Begitu masuk agak dalam ke serial satu ini, kita akan
tahu bahwa The Punisher sesungguhnya
bukan sebuah kisah superhero berkostum. Ia justru lebih mirip film-film eksyen
militer-konspirasi yang dibintangi Jean-Claude van Damme, Steven Seagall, atau
John Cena. Sang protagonis mengalami kehancuran hidup dan kemudian mengabaikan
semua aturan untuk membalas dendam. Di tengah jalan ada percintaan dan sahabat
yang ternyata tak sebagaimana yang selama ini terlihat.
Kelebihan utamanya adalah proses kastingnya, yang
dengan brilian memilih aktor Jon Bernthal sebagai sang serdadu sakit jiwa.
Dibanding pemeran versi sebelumnya dari Frank Castle, yaitu Thomas Jane,
Bernthal benar-benar bisa memberikan sentuhan emosi yang maksimal terhadap
tokoh ini. Dan itu sudah terlihat sejak ia masuk jadi salah satu pemeran
pendukung di musim kedua Daredevil.
Di sana, ia sukses mencuri perhatian pemirsa dari sang “pemilik” serial, yaitu
si pengacara buta Matt Murdock yang diperankan Charlie Cox.
Dan mirip seperti karakter utamanya yang tanpa
pandang bulu dalam melakukan tindak kekerasan, nyaris seluruh unsur serialnya
pun dekat dengan hal itu. Darah di mana-mana, leher disayat, orang-orang
melakukan pembunuhan semudah menekan tombol saklar lampu, dan terutama pada
bagian klimaks, ketika Castle melakukan sesuatu yang spektakuler pada diri
Russo. Anak-anak dan mereka yang berperut lemah sangat tak dianjurkan nonton
ini (dan juga yang sejenis Spartacus
atau Game of Thrones!).
Meski belum sekuat Daredevil dan terutama Jessica
Jones, The Punisher sangat
berhasil sebagai sebuah tontonan. Ia membawa kita kepada level pemahaman baru
bahwa sosok superhero itu tak benar-benar ada. Sebagaimana selebritas dunia
hiburan, pahlawan super semata hanyalah ilusi. Dan ia ada hanya karena
diciptakan oleh media dan warna baju. Tapi di sisi lain, kita juga paham bahwa
kita semua sebenarnya adalah superhero dalam kehidupan masing-masing, yaitu
hanya apabila kita punya sesuatu yang bisa kita lakukan dengan baik dan memberi
efek bagi masyarakat luas.
Kelemahan The
Punisher ada pada tema cerita, yang tak menghadirkan satu pun material
baru.
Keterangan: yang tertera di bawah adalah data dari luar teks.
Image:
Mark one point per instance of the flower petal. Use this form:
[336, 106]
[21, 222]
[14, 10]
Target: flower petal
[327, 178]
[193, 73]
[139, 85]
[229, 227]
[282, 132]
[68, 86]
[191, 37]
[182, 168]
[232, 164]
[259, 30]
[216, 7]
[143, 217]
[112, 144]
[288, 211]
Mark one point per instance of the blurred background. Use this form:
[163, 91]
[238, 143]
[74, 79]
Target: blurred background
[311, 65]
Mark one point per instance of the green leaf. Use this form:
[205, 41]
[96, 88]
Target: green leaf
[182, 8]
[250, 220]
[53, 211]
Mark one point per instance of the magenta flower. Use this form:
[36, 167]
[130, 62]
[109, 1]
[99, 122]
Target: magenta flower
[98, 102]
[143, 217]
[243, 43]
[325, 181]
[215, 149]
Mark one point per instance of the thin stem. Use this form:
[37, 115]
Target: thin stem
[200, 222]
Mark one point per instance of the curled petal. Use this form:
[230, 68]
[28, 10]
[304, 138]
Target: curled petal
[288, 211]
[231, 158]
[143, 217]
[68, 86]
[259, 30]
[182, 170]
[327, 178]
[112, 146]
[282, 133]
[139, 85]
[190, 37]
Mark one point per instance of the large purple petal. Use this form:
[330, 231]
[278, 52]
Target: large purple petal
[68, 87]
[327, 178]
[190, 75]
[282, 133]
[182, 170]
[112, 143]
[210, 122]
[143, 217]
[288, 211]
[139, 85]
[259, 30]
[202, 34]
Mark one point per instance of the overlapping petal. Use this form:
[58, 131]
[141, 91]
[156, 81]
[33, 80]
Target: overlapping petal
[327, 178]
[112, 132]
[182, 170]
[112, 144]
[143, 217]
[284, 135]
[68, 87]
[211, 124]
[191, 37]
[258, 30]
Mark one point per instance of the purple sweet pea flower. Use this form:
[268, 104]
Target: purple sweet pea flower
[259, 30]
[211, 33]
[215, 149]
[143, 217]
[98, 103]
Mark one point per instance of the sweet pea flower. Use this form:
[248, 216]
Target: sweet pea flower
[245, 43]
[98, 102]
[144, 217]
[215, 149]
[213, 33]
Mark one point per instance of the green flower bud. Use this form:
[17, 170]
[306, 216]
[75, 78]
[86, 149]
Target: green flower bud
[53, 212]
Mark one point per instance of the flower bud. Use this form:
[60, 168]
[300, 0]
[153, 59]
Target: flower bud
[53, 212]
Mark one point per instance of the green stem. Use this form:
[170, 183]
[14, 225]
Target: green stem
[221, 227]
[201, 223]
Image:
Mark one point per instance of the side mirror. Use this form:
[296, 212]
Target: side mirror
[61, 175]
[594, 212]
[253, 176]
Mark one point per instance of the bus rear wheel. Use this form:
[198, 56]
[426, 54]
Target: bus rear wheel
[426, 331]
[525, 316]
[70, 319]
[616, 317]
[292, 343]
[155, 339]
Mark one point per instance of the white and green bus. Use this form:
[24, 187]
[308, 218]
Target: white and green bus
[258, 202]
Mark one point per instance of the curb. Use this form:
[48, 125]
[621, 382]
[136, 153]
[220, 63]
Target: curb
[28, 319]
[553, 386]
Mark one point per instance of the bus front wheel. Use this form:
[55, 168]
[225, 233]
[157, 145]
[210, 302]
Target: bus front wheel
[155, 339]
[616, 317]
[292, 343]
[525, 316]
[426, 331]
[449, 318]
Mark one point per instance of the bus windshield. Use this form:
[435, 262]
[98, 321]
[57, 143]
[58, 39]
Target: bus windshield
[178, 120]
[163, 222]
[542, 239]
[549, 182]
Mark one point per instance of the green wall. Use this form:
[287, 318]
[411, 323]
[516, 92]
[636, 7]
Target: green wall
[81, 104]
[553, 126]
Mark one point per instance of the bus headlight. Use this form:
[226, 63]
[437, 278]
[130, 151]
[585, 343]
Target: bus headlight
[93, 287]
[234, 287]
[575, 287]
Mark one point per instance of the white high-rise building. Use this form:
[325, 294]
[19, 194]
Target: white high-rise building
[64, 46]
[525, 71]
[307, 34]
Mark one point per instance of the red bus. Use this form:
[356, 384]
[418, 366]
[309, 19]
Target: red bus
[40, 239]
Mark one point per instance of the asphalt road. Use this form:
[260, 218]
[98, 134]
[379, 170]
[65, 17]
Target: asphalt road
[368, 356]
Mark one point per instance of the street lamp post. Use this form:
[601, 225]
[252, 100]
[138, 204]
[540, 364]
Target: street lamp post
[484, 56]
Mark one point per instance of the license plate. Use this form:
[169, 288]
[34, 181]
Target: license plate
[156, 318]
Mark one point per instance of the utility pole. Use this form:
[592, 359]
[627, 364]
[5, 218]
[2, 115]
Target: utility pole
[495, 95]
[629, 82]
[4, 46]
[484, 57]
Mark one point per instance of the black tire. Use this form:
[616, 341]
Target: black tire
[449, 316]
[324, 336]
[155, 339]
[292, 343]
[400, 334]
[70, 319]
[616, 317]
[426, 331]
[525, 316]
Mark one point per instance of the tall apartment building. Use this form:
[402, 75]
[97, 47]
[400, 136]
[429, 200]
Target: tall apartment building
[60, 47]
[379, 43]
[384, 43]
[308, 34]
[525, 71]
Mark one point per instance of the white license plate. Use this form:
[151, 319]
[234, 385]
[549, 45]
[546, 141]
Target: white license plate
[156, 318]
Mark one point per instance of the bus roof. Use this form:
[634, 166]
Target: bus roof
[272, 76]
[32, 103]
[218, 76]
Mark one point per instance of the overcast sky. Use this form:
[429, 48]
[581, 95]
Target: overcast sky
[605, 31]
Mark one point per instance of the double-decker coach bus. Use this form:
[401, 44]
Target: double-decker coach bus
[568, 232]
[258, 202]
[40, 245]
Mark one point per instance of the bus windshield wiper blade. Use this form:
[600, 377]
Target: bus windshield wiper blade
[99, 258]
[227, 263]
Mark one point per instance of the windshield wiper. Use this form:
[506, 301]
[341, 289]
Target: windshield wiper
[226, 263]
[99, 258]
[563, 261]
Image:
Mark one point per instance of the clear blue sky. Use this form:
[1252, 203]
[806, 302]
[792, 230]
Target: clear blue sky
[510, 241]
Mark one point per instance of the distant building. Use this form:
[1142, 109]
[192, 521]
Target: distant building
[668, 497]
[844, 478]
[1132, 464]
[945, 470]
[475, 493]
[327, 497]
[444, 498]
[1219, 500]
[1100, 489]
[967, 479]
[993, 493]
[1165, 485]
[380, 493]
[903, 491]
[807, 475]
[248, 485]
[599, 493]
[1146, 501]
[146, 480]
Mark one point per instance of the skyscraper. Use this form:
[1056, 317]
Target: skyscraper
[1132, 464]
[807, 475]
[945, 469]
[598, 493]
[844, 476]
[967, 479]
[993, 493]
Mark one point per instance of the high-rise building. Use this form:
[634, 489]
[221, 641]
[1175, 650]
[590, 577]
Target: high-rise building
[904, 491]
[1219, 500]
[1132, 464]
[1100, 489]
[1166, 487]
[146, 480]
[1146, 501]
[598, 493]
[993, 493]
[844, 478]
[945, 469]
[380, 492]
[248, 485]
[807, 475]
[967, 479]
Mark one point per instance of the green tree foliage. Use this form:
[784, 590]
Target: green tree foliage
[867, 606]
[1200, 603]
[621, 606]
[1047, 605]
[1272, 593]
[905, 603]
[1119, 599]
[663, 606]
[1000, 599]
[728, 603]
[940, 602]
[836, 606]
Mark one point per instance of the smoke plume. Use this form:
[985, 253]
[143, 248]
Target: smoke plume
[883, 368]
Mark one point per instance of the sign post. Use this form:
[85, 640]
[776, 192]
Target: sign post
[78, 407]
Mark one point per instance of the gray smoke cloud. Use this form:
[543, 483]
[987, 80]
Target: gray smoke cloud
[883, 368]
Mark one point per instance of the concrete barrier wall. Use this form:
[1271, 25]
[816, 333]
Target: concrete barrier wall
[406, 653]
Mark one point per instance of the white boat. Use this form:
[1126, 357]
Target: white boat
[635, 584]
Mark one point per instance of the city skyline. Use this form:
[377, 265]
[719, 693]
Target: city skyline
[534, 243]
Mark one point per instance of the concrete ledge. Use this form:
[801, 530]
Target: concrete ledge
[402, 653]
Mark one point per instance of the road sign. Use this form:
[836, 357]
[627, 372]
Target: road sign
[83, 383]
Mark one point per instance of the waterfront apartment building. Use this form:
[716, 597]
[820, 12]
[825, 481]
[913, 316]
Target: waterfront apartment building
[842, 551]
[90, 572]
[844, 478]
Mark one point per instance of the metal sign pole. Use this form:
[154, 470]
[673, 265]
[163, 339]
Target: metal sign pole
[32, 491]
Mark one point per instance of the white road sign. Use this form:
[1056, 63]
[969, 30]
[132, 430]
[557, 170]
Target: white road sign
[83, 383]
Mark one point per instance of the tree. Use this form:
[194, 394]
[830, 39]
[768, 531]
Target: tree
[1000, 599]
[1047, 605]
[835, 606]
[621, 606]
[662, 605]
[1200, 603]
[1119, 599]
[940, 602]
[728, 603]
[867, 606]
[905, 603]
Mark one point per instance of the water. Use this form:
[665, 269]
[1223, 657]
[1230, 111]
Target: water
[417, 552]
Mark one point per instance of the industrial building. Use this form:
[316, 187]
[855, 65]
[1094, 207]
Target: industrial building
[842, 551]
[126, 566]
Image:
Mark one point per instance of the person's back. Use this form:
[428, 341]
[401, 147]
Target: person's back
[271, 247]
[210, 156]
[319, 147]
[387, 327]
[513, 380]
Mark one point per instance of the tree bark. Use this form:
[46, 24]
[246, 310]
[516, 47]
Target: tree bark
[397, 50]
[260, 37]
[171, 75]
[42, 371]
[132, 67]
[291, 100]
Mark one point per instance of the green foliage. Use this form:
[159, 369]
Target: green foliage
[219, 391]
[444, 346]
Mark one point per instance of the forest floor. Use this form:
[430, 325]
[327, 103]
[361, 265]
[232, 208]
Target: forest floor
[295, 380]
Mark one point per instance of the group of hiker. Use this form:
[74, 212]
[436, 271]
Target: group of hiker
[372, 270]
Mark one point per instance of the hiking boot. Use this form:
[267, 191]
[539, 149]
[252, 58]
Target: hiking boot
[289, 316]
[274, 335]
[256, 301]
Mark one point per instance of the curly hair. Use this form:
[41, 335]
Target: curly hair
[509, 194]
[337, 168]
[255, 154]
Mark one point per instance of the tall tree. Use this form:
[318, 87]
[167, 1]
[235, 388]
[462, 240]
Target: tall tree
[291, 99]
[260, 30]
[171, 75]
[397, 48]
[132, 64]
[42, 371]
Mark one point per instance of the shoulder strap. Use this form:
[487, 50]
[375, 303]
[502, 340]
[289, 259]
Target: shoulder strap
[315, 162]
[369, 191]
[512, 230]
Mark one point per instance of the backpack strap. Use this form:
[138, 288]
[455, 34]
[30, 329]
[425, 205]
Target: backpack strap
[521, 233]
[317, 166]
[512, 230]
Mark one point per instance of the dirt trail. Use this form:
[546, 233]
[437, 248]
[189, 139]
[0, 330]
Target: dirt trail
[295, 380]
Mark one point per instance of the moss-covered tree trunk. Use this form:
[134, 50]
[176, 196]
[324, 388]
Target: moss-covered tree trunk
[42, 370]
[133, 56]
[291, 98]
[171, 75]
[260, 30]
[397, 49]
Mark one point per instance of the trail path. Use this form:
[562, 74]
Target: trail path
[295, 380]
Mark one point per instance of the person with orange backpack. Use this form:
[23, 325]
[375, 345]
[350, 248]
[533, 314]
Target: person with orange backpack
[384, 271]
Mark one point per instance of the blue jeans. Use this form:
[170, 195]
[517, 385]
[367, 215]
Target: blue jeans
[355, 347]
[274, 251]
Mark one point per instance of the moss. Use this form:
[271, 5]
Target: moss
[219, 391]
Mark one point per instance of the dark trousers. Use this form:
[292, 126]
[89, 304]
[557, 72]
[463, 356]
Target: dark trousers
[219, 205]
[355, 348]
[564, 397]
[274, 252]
Konspirasi seputar dunia militer dan spionase sudah kerap kali dibahas.
Serial The Blacklist dan NCIS: Los Angeles jauh lebih jago
memotret fenomena ini. Selain itu, penggunaan elemen kisah “back from the dead” yang ada di lebih
dari satu tokoh membuat efek kejutnya tak lagi terasa.
Meski begitu, The
Punisher pun menambah panjang daftar keberhasilan kerja sama antara Marvel
Studio dan Netflix. Serial-serial MCU di stasiun TV streaming satu ini menonjol berkat kekhasan temanya
masing-masing—kecuali Iron Fist yang
lemah dalam orisinalitas dan seperti hanya sekadar “versi terang benderang dari
Daredevil”. Diproduseri Alan Fine,
Stan Lee, dan Joe Quesada, serial ini dirilis 17 November 2017 lalu.
Ketigabelas episode digelar serempak agar pemirsa terdorong untuk melakukan binge watching (nonton beberapa episode
sekaligus, dan bukan “diecer” perminggu seperti serial-serial di TV
konvensional).
Kuatnya basis pemirsa dari kalangan penggemar MCU
(salah satunya aku) membuat musim kedua sudah langsung disiapkan untuk tahun
depan. Dan kita akan menunggu dengan tokoh dari serial mana lagi Frank Castle
akan dipertemukan. Seru kalau misal ketemu teman-teman Thor dari Asgard. The Punisher pun akan berganti genre
dari drama militer-konspirasi ke kisah fantasi!